Investing in web3

Over the last few years since 2021, we’ve seen a surge in the number of companies built in crypto — a majority of those funded companies raised capital at generous valuations. From an investor perspective, an exit into these companies largely comes from a token at some point with the rare possibility of an acquisition and even rare chance of an IPO. Looking at token generation events in the past, an investor getting in at the pre-seed/seed stage, made at least over 10x returns through their allocation as long as the project did decently well and made the right partnerships.

It’s clear that speculation is a utility, token can be the product and investing into the right tokens early can amount to significant long-term returns. In this post-ICO era, where more companies are launching tokens and an entire ecosystem of airdrop farmers working full time to get an allocation, it’s incredibly important to understand the lifecycle of a token launch, what gives them utility and how it sustains value long-term.

Before launching a token, it’s important to find product market fit, a clear direction for where the company is headed and plans for decentralisation. Most companies entirely skip this step and move on to inflating their numbers — acquiring users through quests, campaigns, partnerships (KOLs) and overall optics on social media channels. All of this amounts to potential partnerships with market makers (eg: GSR, DWF) that provide liquidity and exchanges (eg: Binance) that list the token. Finally, tokenomics and airdrops play a huge role in the launch—it affects community sentiment negatively especially when the core team and investors get a disproportionately high allocation in comparison. Planning the right allocation, time of unlock and airdrop to the right users is key to a successful token launch.

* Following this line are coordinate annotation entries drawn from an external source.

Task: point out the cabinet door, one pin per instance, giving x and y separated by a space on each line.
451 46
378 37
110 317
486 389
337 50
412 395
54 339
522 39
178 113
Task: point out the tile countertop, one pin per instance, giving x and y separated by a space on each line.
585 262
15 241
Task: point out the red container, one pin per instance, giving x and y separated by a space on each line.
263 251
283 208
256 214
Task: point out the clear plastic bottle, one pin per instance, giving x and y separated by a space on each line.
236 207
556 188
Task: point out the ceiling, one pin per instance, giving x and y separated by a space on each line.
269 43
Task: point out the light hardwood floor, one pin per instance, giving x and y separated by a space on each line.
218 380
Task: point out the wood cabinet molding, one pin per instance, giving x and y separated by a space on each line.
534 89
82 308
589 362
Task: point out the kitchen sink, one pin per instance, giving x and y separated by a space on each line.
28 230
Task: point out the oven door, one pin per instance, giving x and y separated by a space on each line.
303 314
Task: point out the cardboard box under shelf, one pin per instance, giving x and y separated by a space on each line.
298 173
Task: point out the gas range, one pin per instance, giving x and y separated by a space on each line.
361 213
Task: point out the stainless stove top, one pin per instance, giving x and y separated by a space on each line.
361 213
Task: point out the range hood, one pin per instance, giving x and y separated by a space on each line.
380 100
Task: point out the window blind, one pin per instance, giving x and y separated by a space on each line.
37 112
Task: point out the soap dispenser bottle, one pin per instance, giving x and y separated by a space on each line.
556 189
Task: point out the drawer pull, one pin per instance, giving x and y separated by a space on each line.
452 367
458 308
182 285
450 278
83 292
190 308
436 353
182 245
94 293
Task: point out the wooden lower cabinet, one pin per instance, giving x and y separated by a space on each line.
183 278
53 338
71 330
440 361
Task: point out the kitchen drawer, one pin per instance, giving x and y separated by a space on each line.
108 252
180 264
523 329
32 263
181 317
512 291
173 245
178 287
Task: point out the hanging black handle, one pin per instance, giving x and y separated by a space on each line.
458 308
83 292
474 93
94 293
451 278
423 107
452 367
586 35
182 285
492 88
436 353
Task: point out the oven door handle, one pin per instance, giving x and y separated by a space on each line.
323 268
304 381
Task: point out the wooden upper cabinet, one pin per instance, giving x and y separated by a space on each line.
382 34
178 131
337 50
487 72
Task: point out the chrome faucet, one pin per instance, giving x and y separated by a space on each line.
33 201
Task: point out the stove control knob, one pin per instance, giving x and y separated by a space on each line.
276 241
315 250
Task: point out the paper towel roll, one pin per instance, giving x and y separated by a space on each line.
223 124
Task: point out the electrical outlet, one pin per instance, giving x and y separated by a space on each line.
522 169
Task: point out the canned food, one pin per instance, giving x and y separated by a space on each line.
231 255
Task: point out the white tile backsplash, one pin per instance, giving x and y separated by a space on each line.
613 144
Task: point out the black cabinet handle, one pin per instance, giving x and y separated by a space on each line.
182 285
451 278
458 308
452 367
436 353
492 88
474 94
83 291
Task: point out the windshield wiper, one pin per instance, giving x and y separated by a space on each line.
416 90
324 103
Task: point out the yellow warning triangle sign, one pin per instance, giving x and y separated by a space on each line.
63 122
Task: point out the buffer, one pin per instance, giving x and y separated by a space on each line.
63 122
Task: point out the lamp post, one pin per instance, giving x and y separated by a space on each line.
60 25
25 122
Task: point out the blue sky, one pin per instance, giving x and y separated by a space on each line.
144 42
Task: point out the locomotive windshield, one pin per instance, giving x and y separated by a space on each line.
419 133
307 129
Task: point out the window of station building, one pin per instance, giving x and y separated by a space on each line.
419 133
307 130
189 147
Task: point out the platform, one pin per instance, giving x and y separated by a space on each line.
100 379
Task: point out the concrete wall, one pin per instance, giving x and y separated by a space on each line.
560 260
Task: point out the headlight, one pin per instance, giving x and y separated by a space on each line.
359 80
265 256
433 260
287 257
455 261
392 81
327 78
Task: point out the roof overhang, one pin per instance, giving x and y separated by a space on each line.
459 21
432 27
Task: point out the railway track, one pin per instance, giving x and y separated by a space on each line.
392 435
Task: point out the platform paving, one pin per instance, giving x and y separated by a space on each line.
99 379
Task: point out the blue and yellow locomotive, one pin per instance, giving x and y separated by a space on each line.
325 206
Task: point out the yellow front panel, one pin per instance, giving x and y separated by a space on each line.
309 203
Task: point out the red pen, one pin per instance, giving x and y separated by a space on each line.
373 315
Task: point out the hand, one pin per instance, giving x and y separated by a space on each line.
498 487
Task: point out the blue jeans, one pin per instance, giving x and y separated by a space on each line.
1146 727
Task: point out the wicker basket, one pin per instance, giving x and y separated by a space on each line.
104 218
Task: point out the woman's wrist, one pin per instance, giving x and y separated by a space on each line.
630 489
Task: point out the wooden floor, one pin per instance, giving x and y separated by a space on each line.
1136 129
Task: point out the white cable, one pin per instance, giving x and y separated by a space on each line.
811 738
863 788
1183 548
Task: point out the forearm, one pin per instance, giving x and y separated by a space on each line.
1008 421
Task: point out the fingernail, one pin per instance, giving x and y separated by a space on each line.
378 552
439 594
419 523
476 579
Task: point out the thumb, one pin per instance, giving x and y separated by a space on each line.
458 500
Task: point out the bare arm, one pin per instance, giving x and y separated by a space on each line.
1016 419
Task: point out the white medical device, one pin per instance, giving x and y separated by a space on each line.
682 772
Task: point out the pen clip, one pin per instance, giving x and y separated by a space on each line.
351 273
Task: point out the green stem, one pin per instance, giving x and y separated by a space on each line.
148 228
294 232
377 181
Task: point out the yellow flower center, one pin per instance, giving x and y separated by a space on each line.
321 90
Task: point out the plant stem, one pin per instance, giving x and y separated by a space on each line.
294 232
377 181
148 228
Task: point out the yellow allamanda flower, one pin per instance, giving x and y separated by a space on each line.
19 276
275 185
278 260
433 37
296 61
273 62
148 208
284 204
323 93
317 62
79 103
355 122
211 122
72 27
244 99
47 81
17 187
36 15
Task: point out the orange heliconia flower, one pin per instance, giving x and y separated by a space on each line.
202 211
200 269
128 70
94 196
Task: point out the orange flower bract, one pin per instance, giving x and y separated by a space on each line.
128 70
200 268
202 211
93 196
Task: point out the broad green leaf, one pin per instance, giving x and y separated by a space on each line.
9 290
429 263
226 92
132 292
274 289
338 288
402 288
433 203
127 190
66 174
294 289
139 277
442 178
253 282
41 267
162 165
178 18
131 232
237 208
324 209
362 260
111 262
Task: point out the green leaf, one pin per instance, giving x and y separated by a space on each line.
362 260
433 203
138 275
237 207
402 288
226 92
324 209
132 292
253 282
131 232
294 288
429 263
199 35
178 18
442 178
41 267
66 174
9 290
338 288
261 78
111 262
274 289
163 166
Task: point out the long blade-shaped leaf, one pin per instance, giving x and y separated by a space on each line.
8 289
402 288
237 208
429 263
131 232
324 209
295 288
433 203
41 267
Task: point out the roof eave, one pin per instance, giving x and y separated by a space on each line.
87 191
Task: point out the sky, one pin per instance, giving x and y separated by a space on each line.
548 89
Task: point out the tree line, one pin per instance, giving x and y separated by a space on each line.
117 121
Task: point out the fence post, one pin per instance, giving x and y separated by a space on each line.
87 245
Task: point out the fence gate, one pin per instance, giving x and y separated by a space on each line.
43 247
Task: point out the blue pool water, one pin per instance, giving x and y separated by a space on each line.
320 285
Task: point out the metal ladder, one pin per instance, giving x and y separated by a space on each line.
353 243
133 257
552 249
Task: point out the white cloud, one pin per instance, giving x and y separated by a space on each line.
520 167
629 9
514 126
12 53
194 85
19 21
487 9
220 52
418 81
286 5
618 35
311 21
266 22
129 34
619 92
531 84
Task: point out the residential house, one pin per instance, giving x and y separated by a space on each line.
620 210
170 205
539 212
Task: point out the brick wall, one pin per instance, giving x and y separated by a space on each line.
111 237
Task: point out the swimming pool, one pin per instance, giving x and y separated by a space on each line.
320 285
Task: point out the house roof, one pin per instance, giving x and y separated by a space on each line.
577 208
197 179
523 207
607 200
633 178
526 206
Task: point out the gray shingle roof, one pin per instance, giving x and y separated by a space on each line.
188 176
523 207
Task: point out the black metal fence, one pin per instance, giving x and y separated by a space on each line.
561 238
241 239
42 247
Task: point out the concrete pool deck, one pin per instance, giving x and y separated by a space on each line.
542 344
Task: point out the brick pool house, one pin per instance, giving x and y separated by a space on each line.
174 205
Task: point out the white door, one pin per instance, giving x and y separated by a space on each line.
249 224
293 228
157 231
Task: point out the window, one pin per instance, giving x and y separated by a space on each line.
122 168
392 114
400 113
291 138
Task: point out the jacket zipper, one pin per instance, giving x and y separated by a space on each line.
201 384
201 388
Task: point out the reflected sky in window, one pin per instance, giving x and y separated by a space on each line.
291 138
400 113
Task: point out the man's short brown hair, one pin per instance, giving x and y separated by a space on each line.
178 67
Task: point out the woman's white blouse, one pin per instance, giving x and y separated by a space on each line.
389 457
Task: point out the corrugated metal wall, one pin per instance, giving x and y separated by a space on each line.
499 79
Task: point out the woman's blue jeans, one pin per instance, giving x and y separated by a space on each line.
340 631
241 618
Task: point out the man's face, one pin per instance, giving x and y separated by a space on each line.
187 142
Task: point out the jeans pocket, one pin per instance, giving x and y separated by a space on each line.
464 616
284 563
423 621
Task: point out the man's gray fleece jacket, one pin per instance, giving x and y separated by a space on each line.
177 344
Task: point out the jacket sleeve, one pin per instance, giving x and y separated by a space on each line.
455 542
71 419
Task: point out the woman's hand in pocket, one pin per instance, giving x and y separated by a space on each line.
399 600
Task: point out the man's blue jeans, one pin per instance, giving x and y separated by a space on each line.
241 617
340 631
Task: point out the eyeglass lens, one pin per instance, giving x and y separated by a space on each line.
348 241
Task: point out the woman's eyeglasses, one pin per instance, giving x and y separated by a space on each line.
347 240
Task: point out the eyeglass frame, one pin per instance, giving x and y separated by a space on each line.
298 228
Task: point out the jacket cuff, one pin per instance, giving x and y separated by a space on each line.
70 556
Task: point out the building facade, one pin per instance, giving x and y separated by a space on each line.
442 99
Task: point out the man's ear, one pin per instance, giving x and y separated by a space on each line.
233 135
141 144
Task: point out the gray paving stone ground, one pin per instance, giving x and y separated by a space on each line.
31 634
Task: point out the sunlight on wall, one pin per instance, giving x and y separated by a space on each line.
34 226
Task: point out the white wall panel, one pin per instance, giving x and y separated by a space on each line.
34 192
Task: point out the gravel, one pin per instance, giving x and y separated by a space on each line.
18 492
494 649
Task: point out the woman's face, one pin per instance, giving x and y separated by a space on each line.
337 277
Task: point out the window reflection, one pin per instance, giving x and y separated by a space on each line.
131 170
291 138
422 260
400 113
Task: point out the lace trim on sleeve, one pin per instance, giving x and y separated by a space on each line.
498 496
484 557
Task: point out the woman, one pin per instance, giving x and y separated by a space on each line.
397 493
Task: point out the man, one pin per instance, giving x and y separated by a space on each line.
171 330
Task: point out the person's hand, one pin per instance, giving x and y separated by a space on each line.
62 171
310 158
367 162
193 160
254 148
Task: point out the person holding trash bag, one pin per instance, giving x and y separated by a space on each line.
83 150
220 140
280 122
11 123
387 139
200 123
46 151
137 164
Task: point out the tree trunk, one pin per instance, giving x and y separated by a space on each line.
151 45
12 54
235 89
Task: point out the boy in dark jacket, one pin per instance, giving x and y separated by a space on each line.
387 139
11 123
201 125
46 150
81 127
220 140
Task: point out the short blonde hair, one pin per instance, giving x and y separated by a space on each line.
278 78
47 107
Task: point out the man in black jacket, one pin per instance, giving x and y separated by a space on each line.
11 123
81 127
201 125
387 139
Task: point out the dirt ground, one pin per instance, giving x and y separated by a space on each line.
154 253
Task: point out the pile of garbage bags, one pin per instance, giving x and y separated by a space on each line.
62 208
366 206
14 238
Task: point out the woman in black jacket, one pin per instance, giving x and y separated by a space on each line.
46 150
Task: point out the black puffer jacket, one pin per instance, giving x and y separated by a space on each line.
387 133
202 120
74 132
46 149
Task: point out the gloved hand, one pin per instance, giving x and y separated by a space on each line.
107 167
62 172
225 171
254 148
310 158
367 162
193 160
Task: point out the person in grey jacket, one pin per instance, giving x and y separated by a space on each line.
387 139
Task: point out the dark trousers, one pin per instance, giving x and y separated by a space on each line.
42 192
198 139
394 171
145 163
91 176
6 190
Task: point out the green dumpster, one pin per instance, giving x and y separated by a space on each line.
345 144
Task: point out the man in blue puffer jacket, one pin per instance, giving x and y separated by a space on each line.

Executing all of these is like running a whole another company and can be distracting but this is ultimately where everyone invested gets an exit. Considering that all of these steps leading up to the launch are executed well, there’s still a lot of luck and timing that matters which is difficult to control.

However, investing in the web3 ecosystem is still much better than investing in web2 for a number of reasons—getting an exit through an IPO is quite challenging in the current market since there’s no one trading the stock until the company becomes quite big, acquisitions on the other hand are scarce since buyers like Facebook aren’t making active investments and lastly. The only other option is through secondary sales or private equity. Crypto by nature is an open market (with certain geographical exceptions due to regulations) where retail investors can invest in tokens. Additionally, as an early ecosystem and a strong community of backers, web3 is a growing market for investors where there’s real innovation built from the ground up. There’s strong use-cases today that are uniquely enabled by blockchain, like decentralised compute and verifiable global identity which are exciting to me as an investor. Alternatively, culture is both financialized and propagated  in web3 through memecoins and scenecoins that enable users to invest in the next viral internet subculture. It’s thrilling to see net positive ways to make money on the new internet and invest in an open equitable economy.